Broadcast from Ghana to Greece, and from the Sudan to Singapore, Lucy has been translated into Italian, Japanese, Portuguese, and Spanish and subtitled in several other languages. In the United States, it still ranks among the 10 most popular daytime programs for female viewers aged 18 to 54.
Ken Ross, vice president and general manager of CBS Video, CBS Enterprises (a division of CBS, Inc., which owns I Love Lucy), says, “In terms of an evergreen product, Lucy is the most brilliant jewel in the company’s vaults.”
Ross, who several years ago discovered the lost Christmas episode and the pilot, and who repackaged them as highly rated prime-time CBS specials, says, “Lucy is a timeless comedy, broad in its demographic appeal. All ages love it because of the wholesomeness of its humor. It crosses all boundaries. Lucille Ball will go on forever.”
Ross notes that the show is especially durable. “Lucy has a unique repeatability factor,” Ross says, that allows people to see the same episodes over and over and not tire of them. I attribute that to the visual-ness of Ball — her expressions, the program’s slapstick and its vaudevillian quality. The chemistry was incredible. The plots were wacky. The performances were great.”
Dennis K. Gillespie, who serves as Viacom Enterprises’ president of worldwide marketing, domestic features, and off-network sales, says, “Lucy has been a long selling, absolutely recyclable and hugely successful syndicated show. There isn’t another program in television syndication that has the same kind of station loyalty.”
Noting that Viacom has licensed Lucy since 1971 (when the company was spun off from CBS to comply with government regulations), Gillespie says that over several licensing cycles of five or six years, hardly any stations have not gone out of their way to re-license Lucy. Some stations are directly identified with Lucy, and the show is part of the persona of the station itself. The Lucy phenomenon is that it is a piece of the general way in which viewers think about a television station. It operates as a kind of cornerstone for its day-part over a long stretch of time.”
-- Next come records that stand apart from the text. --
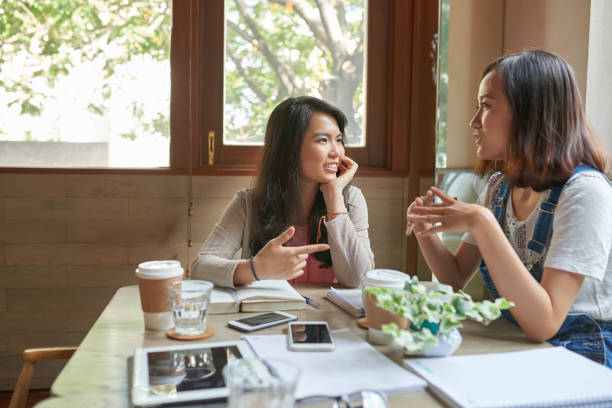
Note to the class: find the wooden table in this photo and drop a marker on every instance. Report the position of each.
(97, 374)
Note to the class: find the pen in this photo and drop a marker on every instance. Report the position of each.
(312, 302)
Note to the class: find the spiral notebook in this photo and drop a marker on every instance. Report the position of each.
(544, 377)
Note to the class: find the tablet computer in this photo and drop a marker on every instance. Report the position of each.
(178, 373)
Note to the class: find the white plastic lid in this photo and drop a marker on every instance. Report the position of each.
(159, 269)
(385, 278)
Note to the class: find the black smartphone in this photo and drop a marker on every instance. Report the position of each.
(310, 336)
(261, 321)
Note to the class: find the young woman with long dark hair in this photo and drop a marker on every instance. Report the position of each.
(303, 221)
(542, 229)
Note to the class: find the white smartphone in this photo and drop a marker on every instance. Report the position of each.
(310, 336)
(261, 321)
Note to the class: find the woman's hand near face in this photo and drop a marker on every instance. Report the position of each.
(450, 216)
(423, 201)
(274, 261)
(332, 191)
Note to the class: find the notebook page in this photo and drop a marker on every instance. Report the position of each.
(353, 297)
(268, 289)
(541, 377)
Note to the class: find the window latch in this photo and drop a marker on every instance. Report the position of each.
(211, 147)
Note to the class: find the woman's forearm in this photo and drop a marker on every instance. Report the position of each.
(441, 261)
(533, 309)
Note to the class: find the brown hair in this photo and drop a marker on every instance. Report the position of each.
(550, 135)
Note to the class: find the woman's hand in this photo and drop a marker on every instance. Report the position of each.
(423, 201)
(347, 169)
(274, 261)
(332, 191)
(451, 215)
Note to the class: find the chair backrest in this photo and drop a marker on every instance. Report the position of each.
(30, 356)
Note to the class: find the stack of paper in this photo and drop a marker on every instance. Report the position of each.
(349, 300)
(545, 377)
(353, 366)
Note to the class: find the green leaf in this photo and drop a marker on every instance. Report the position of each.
(439, 308)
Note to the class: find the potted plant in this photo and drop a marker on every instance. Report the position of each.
(435, 313)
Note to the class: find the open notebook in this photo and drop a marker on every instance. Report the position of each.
(260, 296)
(349, 300)
(544, 377)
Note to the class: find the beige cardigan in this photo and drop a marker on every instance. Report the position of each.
(347, 236)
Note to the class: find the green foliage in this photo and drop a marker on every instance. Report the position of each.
(442, 132)
(433, 313)
(58, 35)
(273, 53)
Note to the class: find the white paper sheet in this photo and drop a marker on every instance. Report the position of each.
(354, 365)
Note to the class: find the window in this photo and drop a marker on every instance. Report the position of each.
(75, 83)
(395, 71)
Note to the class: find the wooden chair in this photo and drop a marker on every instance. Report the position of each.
(30, 356)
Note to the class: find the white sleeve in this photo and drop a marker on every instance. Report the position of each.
(582, 227)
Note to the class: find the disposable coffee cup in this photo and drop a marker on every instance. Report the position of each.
(153, 277)
(376, 316)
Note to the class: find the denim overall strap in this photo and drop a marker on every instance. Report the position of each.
(543, 228)
(498, 206)
(579, 332)
(584, 335)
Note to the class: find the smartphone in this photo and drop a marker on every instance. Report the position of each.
(310, 336)
(261, 321)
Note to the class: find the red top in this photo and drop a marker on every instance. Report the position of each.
(313, 272)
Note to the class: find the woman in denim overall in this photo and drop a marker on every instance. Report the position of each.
(531, 134)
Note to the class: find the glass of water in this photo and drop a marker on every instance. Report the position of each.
(255, 383)
(189, 303)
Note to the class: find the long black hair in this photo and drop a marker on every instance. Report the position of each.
(550, 135)
(277, 193)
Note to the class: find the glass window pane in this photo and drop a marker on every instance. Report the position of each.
(442, 83)
(277, 49)
(85, 83)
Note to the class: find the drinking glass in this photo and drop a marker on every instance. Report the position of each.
(256, 383)
(189, 303)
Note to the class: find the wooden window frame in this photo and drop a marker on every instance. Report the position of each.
(398, 72)
(401, 106)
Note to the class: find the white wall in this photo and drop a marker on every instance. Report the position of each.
(599, 80)
(482, 30)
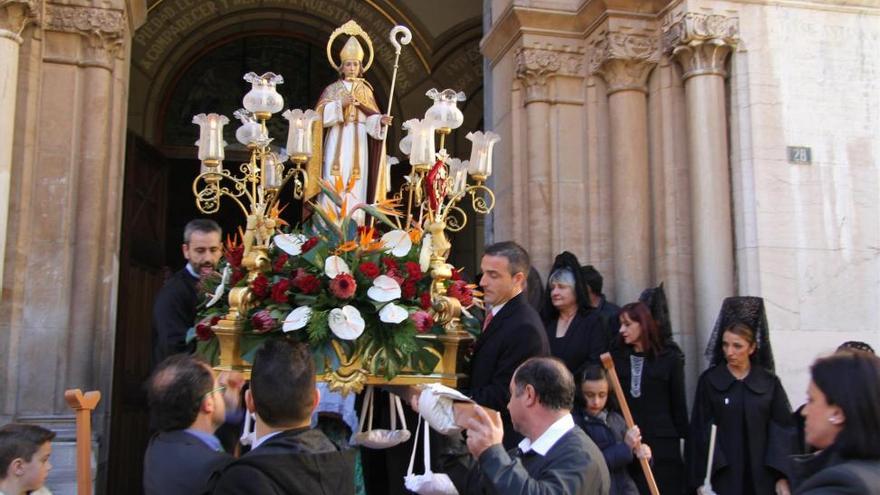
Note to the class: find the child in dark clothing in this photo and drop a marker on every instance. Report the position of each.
(595, 414)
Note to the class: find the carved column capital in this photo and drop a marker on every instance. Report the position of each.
(624, 60)
(15, 15)
(701, 42)
(534, 65)
(105, 29)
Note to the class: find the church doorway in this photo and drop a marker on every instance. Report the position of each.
(201, 71)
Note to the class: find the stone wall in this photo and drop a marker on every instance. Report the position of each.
(663, 157)
(807, 235)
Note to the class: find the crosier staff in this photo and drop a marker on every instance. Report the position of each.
(405, 38)
(608, 364)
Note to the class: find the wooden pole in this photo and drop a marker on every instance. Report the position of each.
(608, 364)
(83, 405)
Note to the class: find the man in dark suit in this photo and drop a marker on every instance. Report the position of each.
(288, 457)
(512, 331)
(174, 311)
(556, 457)
(188, 405)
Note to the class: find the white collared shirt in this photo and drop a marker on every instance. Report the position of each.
(263, 438)
(550, 436)
(496, 309)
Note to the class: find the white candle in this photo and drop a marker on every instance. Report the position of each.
(708, 480)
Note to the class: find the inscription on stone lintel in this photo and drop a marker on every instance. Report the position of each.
(800, 155)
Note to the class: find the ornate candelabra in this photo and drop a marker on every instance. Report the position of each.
(255, 191)
(438, 183)
(434, 190)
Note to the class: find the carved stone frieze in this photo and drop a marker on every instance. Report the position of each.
(534, 65)
(105, 29)
(624, 60)
(700, 42)
(15, 15)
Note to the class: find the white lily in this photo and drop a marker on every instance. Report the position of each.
(392, 313)
(297, 319)
(425, 253)
(397, 242)
(346, 323)
(218, 292)
(290, 243)
(384, 289)
(334, 265)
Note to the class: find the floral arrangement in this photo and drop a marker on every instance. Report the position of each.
(334, 282)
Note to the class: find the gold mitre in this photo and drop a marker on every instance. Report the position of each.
(352, 51)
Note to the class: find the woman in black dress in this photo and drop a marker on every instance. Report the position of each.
(574, 329)
(651, 374)
(842, 421)
(740, 395)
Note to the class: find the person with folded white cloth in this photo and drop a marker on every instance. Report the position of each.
(555, 457)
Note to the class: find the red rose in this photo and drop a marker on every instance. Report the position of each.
(389, 263)
(408, 289)
(278, 265)
(279, 290)
(204, 330)
(233, 256)
(462, 292)
(262, 322)
(343, 286)
(423, 320)
(425, 300)
(413, 270)
(306, 282)
(237, 275)
(369, 269)
(260, 286)
(309, 244)
(396, 275)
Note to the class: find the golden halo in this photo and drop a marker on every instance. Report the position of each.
(353, 29)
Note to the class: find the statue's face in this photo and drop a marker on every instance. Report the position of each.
(351, 68)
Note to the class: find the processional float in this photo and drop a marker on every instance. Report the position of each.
(364, 280)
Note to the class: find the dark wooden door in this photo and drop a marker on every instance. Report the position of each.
(142, 271)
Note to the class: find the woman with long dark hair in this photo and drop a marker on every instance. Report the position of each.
(843, 421)
(744, 399)
(651, 374)
(574, 329)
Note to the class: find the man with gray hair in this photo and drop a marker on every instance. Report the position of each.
(555, 457)
(174, 310)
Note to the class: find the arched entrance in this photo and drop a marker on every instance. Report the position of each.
(190, 58)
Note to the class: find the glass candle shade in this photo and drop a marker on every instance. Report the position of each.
(457, 174)
(273, 170)
(299, 134)
(444, 113)
(251, 132)
(481, 153)
(210, 141)
(263, 98)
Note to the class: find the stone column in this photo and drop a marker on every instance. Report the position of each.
(552, 80)
(701, 44)
(60, 278)
(14, 17)
(625, 60)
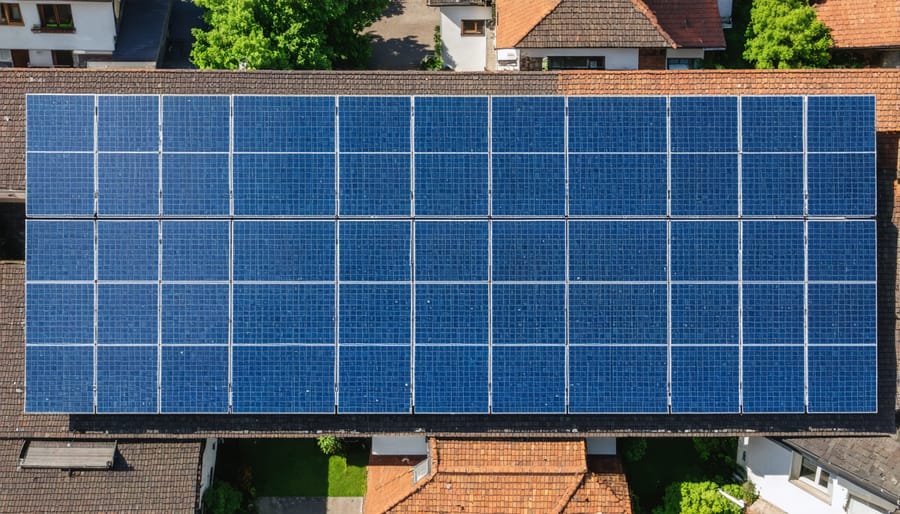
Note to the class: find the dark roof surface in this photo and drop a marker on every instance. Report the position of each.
(146, 477)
Gillespie emphasizes that Lucy's audience reflects a broad spectrum of viewers: “Lucy's ratings have always been strong, and they continue to be virtually unchanged. It is one of those shows that becomes a part of people’s and families’ lives. Its success is constant. These are people who have grown up with Lucy and have seen episodes maybe 10 or 15 times. Also, there are people who weren’t even born when the original shows aired and who stumble across an episode and say, ‘Hey, this show is terrific.’ Its audience continues to be regenerated all the time. Lucy defines the term sitcom.”
Why is I Love Lucy such a success? Says Gillespie, “The reason is very simple, and it’s a two-word reason: It’s funny.”